Opinion
A working family credit that could fundamentally alter child poverty
Opinion
A working family credit that could fundamentally alter child poverty

Despite Democrats’ failed efforts over the past two years to permanently expand the child tax credit (CTC), recent reports suggest that some progressive lawmakers in Washington want to block an end-of-year omnibus bill in order to get their way. That effort is unlikely to succeed, but a longer-term compromise may be within reach.

There’s a straightforward plan for the new Congress to consider—consolidate the CTC and the earned income tax credit (EITC) into one working family credit (WFC) offering greater tax relief to working families and a better anti-poverty work incentive to poor families.

In 2021, Democrats temporarily increased the existing CTC to give almost all families with children as much as $3,600 per child, up from the current maximum of $2,000 per child (including up to $1,400 per child for families with no federal income tax liability). This policy temporarily eliminated the requirement that parents must have earnings to claim the CTC, and workers and nonworkers alike got the same payments for the first time in the CTC’s 25-year history.

However, Democrats failed to make the changes permanent because of the policy’s large cost and their insistence on eliminating the CTC’s work requirement—which Senator Joe Manchin (D-WV) strenuously opposed . Eliminating this work requirement would decrease employment and negate decades of social science research demonstrating the importance of work to reducing poverty.

The case for expanding the CTC to nonworkers has always been thin.

Originally proposed as pandemic relief, supporters quickly coalesced around the CTC’s anti-poverty goals when arguing to make it permanent. The Washington Post editorial board framed the CTC expansion as addressing a policy flaw, writing that the expanded CTC “fixed a kink in the law that funneled more money to those with higher incomes than to the poorest, which had shortchanged some 27 million children.”
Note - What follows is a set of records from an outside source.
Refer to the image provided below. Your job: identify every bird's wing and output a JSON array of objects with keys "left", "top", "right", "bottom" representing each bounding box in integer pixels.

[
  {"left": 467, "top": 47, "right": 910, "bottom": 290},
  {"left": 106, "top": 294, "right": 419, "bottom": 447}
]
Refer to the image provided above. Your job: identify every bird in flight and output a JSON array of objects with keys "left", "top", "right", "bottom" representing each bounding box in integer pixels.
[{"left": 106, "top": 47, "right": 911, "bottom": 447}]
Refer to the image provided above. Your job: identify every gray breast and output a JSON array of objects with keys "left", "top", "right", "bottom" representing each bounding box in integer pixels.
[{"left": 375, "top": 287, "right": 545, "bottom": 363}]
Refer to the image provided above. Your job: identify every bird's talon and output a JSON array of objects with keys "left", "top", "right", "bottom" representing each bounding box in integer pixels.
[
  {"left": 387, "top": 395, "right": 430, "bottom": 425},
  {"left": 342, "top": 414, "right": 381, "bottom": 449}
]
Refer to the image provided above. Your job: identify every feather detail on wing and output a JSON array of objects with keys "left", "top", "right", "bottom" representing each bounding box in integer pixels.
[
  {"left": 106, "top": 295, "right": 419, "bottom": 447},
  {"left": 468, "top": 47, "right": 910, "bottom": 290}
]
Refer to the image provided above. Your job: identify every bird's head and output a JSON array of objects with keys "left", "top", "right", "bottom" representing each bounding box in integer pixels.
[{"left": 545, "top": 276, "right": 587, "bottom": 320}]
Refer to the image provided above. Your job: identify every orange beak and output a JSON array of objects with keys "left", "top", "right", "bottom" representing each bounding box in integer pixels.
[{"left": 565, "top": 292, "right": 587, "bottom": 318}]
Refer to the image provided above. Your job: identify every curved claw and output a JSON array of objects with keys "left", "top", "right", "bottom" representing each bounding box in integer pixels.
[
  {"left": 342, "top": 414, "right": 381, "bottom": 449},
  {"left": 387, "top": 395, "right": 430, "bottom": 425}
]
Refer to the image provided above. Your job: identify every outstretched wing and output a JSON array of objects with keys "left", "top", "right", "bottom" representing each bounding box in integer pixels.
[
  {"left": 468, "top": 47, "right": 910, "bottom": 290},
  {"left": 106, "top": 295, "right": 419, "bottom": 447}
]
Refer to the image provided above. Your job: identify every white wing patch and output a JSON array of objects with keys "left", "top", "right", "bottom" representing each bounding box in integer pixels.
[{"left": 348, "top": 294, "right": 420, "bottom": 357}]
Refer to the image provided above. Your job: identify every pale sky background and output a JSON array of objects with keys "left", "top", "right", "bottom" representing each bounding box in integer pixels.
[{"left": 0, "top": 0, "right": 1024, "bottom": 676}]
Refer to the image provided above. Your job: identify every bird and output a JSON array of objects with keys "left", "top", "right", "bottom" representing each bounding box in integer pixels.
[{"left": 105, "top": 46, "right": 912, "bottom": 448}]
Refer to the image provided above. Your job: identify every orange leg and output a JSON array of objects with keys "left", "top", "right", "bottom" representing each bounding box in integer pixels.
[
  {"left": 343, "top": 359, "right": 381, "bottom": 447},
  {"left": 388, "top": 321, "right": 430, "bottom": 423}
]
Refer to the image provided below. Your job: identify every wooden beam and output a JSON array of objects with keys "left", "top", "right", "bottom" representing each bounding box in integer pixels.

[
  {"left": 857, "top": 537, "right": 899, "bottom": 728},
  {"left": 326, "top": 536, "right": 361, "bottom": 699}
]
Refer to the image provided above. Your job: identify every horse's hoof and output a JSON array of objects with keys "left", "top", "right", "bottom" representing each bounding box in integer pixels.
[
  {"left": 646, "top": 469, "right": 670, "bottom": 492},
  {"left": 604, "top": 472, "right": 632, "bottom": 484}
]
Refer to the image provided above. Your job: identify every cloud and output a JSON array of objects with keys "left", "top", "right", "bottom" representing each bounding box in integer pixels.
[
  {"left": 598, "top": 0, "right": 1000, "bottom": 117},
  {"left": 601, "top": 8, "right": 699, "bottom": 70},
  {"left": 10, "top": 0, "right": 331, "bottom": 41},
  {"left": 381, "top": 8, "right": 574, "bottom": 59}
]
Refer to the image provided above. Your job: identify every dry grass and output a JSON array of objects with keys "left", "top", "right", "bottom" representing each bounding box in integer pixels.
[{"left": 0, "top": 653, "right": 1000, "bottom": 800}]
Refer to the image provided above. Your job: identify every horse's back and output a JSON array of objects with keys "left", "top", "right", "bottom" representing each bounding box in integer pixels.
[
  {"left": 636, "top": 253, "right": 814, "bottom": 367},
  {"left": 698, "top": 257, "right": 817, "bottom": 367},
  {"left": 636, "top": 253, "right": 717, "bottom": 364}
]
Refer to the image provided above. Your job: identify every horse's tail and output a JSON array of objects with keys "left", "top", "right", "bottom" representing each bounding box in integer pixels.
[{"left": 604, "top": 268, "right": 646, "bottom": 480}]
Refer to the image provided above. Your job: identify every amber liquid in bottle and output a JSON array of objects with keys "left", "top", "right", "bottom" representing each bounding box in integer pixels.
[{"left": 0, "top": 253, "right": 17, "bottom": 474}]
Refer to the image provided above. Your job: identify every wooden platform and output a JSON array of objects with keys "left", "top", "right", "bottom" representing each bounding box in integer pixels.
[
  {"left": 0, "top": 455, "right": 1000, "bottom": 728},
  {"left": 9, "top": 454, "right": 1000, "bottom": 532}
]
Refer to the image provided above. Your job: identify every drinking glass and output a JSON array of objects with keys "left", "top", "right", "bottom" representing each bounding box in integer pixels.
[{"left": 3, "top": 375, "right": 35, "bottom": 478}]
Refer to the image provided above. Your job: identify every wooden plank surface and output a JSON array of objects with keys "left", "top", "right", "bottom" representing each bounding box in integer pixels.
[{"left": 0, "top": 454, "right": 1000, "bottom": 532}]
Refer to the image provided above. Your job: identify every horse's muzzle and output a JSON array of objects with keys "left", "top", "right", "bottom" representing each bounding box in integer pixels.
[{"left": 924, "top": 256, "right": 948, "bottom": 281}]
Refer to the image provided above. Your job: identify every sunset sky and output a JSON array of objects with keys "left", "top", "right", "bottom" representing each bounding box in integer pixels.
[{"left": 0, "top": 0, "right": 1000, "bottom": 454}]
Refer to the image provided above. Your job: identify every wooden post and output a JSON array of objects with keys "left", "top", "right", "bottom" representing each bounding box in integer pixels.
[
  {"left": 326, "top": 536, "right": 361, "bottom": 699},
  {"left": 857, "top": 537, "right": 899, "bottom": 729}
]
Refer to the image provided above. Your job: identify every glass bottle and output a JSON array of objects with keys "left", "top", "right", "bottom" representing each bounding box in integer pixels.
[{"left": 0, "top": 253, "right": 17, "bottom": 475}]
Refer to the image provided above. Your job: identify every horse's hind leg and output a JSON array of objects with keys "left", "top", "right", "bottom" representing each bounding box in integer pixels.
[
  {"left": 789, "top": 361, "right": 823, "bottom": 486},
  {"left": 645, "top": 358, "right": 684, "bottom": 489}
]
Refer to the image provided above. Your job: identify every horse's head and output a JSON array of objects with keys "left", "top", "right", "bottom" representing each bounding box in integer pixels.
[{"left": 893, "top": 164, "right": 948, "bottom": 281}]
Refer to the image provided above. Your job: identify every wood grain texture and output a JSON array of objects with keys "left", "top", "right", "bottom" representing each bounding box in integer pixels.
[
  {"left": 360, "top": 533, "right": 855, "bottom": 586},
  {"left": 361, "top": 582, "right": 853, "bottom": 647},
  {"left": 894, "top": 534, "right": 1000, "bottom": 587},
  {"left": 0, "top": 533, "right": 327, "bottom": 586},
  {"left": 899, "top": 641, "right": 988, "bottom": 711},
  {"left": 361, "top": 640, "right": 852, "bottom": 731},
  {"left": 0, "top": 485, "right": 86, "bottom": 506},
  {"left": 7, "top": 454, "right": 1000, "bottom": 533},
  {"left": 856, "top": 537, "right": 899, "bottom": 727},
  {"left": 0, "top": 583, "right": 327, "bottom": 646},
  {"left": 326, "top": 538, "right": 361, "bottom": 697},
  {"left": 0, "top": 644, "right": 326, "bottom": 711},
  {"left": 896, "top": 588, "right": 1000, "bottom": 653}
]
However, this fundamentally misunderstands the purpose of the CTC and ignores the broader safety net. Congress originally intended the CTC to be tax relief for working families with children, not a poverty-fighting tool. It was not even available to poor families until the early 2000s.

The CTC’s design was not a flaw: It was meant to assist parents who worked enough to owe federal income taxes. Congress already had created the refundable earned income tax credit, which assisted families who worked but remained poor. And there were a host of safety net programs that helped the non-working (and working) poor, such as welfare, food stamps, housing, and disability assistance. However, Congress has repeatedly expanded the CTC, layering additional assistance on top of existing government benefits without considering its role in the broader safety net.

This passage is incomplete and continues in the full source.